Berita Perbankan – Ketua Dewan Komisioner Lembaga Penjamin Simpanan (LPS), Purbaya Yudhi Sadewa menyatakan jumlah Bank Perekonomian Rakyat (BPR) yang bangkrut tahun ini menurun drastis dibandingkan rata-rata jumlah BPR yang jatuh setiap tahunnya.
LPS mencatat dalam periode 17 tahun terakhir ini, rata-rata BPR yang jatuh setiap tahunnya adalah 6 hingga 7 BPR. Namun hingga pertengahan tahun 2023, LPS hanya menangani likuidasi 1 BPR. Hal ini mengindikasikan kinerja BPR terus membaik dan diharapkan tren positif ini terus berlangsung sepanjang tahun ini.
“Tapi waktu 2022 [BPR yang jatuh] sedikit, 2023 juga relatif sedikit,” ujarnya dalam acara Like It 2023, di Fairmont Jakarta, Senin (14/8/2023).
Dalam konferensi pers rapat Komite Stabilitas Sistem Keuangan (KSSK) awal bulan ini, Purbaya menyampaikan bahwa jumlah BPR terus menurun sejak akhir tahun lalu. Pada akhir tahun 2022, tercatat ada 1.608 bank BPR. Namun, pada April 2023, angka ini menurun menjadi 1.596 bank, dan per Juni 2023, jumlahnya turun lagi menjadi 1.584 bank.
Purbaya menjelaskan, penurunan jumlah BPR yang cukup signifikan dalam dua tahun terakhir ini, tidak perlu direspon berlebihan dengan kepanikan karena hal itu merupakan hasil dari konsolidasi yang didesain oleh Otoritas Jasa Keuangan (OJK).
Kepala Eksekutif Pengawas Perbankan OJK Dian Ediana Rae mengatakan jumlah BPR dalam lima tahun ke depan akan berkurang sebanyak lebih dari 400 entitas. Sehingga pada tahun 2027 diprediksi jumlah BPR yang tersisa adalah 1000 BPR.
Dian menambahkan, berdasarkan data pada Maret 2023, jumlah BPR di Indonesia tercatat sebanyak 1.426 perusahaan. Adapun upaya konsolidasi yang membuat jumlah entitas BPR menurun drastis, dilakukan untuk memperkuat industri perbankan BPR itu sendiri agar mampu bertahan dalam bisnis perbankan tanah air.

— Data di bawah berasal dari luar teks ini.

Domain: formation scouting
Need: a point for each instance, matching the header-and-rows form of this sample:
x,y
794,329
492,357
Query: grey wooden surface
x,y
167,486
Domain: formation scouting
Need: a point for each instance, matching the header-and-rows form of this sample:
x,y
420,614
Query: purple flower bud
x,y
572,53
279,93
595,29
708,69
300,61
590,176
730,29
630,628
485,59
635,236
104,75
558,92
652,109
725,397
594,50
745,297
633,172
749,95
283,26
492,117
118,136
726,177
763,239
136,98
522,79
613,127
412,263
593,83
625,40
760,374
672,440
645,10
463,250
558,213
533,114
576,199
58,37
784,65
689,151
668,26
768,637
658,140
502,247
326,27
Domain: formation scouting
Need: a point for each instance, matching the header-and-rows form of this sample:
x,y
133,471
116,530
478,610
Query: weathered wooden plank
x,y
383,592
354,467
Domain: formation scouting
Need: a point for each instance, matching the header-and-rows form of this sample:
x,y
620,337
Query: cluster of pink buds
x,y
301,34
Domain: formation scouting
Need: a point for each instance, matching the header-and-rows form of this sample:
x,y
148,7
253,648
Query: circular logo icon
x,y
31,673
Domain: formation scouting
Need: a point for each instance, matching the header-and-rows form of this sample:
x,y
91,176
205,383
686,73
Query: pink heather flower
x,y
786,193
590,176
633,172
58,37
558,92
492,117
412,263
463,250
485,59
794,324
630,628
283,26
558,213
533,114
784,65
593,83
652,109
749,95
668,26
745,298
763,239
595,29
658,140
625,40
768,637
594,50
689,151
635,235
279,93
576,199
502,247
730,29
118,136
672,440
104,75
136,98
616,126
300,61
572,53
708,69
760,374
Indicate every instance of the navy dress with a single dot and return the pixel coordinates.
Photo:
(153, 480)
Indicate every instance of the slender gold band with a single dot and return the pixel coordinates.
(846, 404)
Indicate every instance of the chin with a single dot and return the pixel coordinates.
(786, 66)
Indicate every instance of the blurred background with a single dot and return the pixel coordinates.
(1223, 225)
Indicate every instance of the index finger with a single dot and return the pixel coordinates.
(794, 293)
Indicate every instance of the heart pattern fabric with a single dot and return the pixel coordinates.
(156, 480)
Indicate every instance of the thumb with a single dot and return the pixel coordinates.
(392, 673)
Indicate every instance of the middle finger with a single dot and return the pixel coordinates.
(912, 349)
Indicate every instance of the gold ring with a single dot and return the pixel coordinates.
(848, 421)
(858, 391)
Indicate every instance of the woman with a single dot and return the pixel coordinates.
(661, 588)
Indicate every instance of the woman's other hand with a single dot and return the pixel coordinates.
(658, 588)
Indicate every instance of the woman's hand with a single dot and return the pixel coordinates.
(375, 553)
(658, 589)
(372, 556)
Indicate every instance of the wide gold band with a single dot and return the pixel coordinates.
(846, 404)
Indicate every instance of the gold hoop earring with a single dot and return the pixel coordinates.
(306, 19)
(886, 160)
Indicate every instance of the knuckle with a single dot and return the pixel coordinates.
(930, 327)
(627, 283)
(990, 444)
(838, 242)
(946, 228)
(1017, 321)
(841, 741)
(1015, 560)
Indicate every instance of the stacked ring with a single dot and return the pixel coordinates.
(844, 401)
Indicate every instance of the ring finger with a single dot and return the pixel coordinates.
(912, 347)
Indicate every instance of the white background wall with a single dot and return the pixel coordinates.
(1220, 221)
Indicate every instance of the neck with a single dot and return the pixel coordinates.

Menurut Dian, jumlah 1000 BPR sudah merepresentasikan kebutuhan ekonomi, dan mampu melayani kebutuhan masyarakat dalam menjangkau produk dan layanan perbankan.
“Ini sudah berdasarkan kebutuhan economic test, sudah memadai,” katanya.
Undang-undang (UU) Nomor 4 Tahun 2023 tentang Pengembangan dan Penguatan Sektor Keuangan (PPSK) memberikan wewenang tambahan kepada BPR. Saat ini, BPR dapat menjalankan aktivitas seperti pengiriman dana, pertukaran mata uang asing, menjalin kerjasama dengan perusahaan asuransi, dan bahkan terlibat dalam perdagangan di bursa efek.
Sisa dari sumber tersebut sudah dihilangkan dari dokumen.